Em resposta aos pedidos formulados pela Lei de Acesso à Informação, a Presidência informou os valores gastos com as viagens, mas não compartilhou detalhes a respeito das despesas, mantidos sob sigilo.
Os gastos da comitiva presidencial nessas viagens estão sendo analisados pelo TCU (Tribunal de Contas da União) a pedido de integrantes da CPI da Covid no Senado.
No dia 29 de setembro, o assunto foi tratado em uma sessão extraordinária, sob sigilo, que acabou suspensa por um pedido de vista. O processo entrou novamente na pauta no dia 8 de dezembro, mas o julgamento foi outra vez adiado por decisão do plenário. Não há previsão de retomada.
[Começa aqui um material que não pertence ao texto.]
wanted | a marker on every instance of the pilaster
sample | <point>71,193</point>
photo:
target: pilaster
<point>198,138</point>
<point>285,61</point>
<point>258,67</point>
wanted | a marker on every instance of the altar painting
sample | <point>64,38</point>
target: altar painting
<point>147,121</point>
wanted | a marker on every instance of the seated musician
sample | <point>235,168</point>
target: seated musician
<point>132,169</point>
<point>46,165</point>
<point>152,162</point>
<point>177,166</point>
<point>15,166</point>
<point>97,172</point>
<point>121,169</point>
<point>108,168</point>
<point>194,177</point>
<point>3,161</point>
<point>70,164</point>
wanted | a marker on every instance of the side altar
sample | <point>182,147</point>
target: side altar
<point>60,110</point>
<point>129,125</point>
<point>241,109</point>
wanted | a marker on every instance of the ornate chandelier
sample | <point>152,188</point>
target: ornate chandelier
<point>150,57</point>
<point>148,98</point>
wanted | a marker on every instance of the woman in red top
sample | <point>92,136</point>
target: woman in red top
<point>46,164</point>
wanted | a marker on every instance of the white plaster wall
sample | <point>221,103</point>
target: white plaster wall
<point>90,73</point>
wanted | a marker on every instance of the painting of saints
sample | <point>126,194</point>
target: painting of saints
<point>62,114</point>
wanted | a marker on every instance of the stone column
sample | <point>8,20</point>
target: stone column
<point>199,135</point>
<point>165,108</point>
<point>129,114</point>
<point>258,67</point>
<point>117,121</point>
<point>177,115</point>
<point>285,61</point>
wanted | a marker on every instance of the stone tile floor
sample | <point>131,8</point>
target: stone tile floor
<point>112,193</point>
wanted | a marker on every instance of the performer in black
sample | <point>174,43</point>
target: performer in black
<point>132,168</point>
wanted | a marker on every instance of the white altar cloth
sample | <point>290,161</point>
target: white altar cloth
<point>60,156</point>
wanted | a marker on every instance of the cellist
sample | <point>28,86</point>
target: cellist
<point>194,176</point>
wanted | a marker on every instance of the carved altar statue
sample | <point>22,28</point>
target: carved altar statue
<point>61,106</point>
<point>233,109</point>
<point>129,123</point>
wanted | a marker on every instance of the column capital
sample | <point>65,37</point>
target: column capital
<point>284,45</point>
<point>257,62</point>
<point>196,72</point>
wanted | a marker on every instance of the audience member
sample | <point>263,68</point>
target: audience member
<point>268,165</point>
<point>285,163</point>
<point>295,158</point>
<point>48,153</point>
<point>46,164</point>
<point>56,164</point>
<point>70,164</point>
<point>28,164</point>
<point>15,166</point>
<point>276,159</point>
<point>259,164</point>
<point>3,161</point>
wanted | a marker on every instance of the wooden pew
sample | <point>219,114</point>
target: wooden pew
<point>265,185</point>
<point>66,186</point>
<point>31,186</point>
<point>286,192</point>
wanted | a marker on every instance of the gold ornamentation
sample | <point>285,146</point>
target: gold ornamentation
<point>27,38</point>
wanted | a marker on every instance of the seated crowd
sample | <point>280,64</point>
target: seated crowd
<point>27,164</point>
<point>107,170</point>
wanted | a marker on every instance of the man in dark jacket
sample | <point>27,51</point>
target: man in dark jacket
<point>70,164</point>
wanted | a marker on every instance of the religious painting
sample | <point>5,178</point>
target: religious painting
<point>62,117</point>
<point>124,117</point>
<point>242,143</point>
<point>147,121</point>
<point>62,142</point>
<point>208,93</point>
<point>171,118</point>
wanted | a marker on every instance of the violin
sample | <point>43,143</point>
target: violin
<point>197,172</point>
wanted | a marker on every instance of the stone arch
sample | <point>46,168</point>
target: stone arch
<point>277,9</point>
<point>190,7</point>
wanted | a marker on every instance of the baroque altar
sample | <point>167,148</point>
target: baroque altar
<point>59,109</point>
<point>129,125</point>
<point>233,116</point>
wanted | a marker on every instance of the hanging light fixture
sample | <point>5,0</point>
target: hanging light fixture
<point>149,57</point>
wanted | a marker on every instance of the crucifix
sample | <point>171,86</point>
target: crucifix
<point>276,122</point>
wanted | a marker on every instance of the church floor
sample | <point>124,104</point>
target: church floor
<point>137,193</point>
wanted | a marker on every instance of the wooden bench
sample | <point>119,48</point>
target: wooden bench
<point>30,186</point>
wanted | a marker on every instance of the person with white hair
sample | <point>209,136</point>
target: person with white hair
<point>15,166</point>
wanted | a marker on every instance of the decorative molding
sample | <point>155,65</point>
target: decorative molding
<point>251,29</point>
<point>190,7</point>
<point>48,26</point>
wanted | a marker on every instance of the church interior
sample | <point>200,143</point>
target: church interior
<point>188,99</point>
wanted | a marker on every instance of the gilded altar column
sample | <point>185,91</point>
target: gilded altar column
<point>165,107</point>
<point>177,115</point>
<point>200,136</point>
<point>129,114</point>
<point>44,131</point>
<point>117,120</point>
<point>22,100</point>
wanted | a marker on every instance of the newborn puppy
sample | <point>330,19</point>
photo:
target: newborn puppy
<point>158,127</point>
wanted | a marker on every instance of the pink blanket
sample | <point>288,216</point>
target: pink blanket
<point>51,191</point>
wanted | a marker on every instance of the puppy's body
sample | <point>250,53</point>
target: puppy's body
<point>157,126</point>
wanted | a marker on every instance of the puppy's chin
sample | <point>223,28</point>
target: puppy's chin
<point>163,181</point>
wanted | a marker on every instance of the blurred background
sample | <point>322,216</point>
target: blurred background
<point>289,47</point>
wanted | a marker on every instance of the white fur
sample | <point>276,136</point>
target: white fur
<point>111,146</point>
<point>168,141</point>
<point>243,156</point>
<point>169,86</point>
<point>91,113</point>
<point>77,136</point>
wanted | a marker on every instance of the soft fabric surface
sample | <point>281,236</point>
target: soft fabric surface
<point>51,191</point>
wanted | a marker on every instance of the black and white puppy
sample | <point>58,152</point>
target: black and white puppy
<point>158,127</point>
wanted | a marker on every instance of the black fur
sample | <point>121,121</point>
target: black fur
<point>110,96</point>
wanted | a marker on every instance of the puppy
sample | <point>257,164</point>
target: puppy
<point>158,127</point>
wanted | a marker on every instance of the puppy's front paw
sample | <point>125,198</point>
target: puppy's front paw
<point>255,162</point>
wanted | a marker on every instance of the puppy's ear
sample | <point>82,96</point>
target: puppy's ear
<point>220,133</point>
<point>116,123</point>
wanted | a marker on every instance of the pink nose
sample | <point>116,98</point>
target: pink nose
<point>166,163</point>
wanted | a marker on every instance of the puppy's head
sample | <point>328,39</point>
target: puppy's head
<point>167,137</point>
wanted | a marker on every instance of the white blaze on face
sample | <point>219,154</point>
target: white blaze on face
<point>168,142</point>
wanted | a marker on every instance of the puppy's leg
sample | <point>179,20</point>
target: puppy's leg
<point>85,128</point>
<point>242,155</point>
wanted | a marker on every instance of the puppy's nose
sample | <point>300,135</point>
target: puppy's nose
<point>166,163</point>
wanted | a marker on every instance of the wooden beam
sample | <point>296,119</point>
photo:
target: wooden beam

A relatoria do caso estava com o ministro Raimundo Carreiro, de saída do tribunal após ter sido indicado por Bolsonaro para o posto de embaixador do Brasil em Portugal.
A indicação foi chancelada pelo Senado no fim de novembro.
Escolhido pela Casa para ocupar a vaga de Carreiro, o senador Antonio Anastasia (PSD-MG) também assumirá a relatoria dos processos que estavam sob responsabilidade do ministro. Entre eles, não apenas a auditoria dos custos com as motociatas, mas também uma mais ampla a respeito dos gastos com cartão corporativo do presidente e seus parentes.
Nesses processos, os gastos não são propriamente julgados pelo tribunal, explica André Rosilho, especialista em direito administrativo e coordenador do Observatório do TCU da FGV de São Paulo. Os ministros têm, sim, a atribuição de avaliar se há alguma irregularidade nas contas.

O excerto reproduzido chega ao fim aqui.